Depois de 9 dias de orações…obtive uma resposta.  Esta semana, vi-me trocando ideias com o garçom Felipe, do ATC. Ele é educado, atencioso e um leitor voraz. Dei a ele a indicação de um livro que marcou minha jornada de leituras: um autor de ensaios, Gustavo Corçao, com o magnífico “Lições de Abismo”. Nas orações sempre desejamos um alento para o momento de angústia que vivemos. Clamamos por soluções que julgamos inatingíveis. Ontem, 13 de maio, após um almoço de dia das mães - delicioso e agradável, digno de elogio, pois a @liviaraujo está em plena mudança, o @andreangulo com a casa em pré-reforma - mas como passamos uma tarde agradável, com conversa alegre e tranquila. E hoje,  mais do que nunca, percebo como somos passageiros nesta vida…e como sempre diz a Lívia, ainda que da boca para fora, “vim ao mundo a passeio”. E é como turistas que devemos viver, sempre aproveitando todos os momentos e querendo viver mais e mais algo  novo, sem descanso. Se ficarmos parados por muito tempo, podemos perder a viagem, deixar de vislumbrar  paisagens, saber sobre o novo e deixarmos a “beleza de ser um eterno aprendiz.“ A vida tem muito a nos ensinar, ensina-nos em meio a lágrimas, tempestades com trovões, mas também com  sorrisos e dias lindos, depende da forma como vemos o que ela tem a nos mostrar, às vezes ela nos tira pessoas especiais... E se ficarmos tentando buscá-las para sempre, sem perceber que a maior mágica foi as ter tido do nosso lado, nunca vamos aprender a lição sem nos permitir novas pessoas por perto, as pessoas são insubstituíveis, por que cada uma que se aproxima de nossa vida tem algo a nos ensinar.  

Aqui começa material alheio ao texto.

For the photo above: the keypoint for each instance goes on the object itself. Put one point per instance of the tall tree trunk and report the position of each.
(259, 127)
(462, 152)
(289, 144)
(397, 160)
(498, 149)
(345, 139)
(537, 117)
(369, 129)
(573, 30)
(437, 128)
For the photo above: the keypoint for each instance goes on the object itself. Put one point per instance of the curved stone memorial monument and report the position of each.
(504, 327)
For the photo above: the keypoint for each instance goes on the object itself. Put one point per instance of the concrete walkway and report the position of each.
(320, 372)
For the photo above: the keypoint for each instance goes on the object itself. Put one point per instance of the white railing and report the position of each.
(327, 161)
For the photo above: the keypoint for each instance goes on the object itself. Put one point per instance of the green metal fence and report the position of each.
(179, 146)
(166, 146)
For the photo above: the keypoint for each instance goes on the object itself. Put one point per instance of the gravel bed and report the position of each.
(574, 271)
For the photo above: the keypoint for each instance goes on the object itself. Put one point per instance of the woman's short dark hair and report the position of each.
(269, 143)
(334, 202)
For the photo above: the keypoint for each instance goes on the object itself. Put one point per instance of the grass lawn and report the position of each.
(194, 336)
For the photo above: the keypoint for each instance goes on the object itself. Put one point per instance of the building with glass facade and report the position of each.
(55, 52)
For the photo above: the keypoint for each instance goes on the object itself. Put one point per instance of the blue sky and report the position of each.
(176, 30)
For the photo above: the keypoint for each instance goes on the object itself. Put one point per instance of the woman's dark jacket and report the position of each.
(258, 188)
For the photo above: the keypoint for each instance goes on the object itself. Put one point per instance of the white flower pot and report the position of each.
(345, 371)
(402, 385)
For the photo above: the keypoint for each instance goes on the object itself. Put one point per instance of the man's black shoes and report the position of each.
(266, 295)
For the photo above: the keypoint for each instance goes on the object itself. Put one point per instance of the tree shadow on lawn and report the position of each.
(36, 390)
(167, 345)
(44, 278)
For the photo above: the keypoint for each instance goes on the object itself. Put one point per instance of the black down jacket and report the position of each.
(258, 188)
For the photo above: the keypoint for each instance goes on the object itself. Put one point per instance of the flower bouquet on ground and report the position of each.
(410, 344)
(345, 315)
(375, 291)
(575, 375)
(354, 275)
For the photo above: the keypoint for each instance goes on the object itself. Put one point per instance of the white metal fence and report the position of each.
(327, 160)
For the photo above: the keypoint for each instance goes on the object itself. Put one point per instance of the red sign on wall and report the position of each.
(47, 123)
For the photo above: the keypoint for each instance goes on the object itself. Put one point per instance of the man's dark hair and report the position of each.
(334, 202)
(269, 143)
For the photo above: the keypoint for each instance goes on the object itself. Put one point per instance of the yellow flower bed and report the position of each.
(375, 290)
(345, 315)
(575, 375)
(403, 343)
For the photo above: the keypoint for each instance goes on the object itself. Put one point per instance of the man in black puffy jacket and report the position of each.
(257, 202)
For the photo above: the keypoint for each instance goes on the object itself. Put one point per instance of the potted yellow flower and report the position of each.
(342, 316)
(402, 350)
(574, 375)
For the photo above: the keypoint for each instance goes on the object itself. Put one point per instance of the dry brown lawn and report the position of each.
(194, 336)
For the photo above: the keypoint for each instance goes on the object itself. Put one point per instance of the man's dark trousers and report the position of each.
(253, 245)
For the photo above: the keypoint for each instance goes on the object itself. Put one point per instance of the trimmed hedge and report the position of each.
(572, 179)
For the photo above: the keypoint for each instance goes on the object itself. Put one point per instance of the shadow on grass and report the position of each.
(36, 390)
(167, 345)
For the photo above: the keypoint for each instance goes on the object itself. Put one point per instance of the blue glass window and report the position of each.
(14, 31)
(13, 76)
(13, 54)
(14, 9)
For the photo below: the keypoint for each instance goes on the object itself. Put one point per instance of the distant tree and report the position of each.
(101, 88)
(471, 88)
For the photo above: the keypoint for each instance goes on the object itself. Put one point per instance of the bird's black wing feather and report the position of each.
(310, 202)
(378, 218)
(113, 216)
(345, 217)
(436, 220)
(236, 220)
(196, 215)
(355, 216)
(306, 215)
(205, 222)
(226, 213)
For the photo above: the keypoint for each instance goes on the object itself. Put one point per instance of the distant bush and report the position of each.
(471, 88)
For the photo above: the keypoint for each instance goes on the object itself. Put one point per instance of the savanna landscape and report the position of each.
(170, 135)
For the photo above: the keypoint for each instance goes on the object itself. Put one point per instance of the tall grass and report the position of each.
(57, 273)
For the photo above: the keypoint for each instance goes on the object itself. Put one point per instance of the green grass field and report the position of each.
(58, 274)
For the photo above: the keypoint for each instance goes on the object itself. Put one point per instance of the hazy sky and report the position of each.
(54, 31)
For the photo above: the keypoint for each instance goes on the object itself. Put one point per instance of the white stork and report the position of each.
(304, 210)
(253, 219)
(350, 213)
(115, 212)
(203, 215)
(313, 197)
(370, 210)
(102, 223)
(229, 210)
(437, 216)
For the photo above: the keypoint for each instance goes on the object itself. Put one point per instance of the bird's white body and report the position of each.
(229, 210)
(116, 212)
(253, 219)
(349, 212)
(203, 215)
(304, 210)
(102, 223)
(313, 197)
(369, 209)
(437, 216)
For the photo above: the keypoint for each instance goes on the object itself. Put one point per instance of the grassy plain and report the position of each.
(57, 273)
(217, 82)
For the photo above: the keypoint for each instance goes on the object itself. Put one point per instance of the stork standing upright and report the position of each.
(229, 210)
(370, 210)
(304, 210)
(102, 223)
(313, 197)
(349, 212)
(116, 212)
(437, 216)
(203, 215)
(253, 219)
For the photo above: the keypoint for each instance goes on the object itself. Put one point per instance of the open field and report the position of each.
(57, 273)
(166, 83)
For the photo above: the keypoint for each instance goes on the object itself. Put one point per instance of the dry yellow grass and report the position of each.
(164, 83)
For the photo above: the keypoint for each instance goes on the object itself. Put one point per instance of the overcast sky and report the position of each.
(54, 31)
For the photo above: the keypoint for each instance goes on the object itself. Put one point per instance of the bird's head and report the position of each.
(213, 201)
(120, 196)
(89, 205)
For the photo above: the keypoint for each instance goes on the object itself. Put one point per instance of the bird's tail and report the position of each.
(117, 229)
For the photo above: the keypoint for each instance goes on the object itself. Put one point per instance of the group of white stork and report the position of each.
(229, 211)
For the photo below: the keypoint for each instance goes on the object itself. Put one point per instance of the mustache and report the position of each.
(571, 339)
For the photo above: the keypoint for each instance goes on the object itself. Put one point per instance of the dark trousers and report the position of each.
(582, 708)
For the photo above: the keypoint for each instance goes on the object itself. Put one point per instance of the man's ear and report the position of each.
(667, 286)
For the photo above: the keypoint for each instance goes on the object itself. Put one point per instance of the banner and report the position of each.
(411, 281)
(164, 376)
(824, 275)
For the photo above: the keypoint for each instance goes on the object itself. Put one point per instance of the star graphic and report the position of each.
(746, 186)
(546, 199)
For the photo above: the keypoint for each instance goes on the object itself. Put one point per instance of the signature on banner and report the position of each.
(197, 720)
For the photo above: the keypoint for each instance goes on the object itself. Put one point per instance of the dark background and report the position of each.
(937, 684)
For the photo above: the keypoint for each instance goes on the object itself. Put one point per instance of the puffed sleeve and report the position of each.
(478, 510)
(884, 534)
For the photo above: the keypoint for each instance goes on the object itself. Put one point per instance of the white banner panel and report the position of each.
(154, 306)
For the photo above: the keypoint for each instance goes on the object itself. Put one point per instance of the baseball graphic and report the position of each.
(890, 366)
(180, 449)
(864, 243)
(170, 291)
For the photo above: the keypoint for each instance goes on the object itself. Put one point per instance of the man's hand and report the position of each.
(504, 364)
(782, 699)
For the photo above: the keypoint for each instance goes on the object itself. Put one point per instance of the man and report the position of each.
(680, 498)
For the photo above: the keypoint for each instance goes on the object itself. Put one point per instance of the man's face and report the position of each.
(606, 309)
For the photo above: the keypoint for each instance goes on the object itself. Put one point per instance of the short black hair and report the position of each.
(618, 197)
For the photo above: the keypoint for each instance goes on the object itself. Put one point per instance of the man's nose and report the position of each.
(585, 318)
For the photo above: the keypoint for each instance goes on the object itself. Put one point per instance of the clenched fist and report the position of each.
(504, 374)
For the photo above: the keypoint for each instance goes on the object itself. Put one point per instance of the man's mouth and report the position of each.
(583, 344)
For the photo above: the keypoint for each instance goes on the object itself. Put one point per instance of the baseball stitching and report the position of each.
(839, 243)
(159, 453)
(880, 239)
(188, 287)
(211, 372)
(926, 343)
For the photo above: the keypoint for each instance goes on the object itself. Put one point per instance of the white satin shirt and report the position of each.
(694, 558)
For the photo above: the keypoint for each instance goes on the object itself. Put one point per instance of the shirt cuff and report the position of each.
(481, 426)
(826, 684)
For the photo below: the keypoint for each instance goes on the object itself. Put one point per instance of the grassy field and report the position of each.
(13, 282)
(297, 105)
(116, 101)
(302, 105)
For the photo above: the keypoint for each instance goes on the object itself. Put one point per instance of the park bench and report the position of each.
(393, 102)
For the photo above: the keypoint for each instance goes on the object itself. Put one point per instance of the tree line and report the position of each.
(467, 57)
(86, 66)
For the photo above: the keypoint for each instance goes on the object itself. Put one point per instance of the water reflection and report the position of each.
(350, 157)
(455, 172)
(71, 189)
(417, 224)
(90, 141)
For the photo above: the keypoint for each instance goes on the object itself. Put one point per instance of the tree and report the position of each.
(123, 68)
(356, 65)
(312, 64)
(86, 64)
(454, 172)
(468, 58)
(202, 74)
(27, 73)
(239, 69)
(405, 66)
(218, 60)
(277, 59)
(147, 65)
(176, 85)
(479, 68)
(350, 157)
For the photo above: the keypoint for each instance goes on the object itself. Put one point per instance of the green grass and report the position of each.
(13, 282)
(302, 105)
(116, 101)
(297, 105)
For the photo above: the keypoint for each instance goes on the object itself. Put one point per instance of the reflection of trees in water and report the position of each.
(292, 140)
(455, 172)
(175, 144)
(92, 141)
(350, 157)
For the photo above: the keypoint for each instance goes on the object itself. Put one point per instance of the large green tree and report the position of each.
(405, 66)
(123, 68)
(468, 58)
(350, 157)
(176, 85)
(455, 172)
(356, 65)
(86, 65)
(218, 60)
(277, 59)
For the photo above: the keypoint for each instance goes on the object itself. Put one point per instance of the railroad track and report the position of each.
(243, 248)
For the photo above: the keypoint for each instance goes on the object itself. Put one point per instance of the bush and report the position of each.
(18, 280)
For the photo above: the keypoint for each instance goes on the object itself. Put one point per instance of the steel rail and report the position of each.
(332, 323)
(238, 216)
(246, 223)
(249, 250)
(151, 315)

O livro, lembro-me bem, pois o li e reli, o autor critica, entre outras o que denomina de “verdades ortopédicas”. Fala sobre o evolucionismo, a psicanálise, o existencialismo e o marxismo. E afirma que essas teorias afastam o homem de sua essência, transformando-o em uma aglomeração de átomos e, quando muito, em um detalhe da história. Gustavo Corção expressa no livro  a busca por uma verdade maior, algo que tenha ressonância dentro de nós. Assim…Deus aproxima-se por meio do silêncio e nossa fé é este ato de confiança em algo que, inacreditavelmente, reverbera no homem, durante sua vida. Privilegia, então “Solilóquios”, de Santo Agostinho: “Conhecer Deus e minha alma, eis tudo o que quero saber”.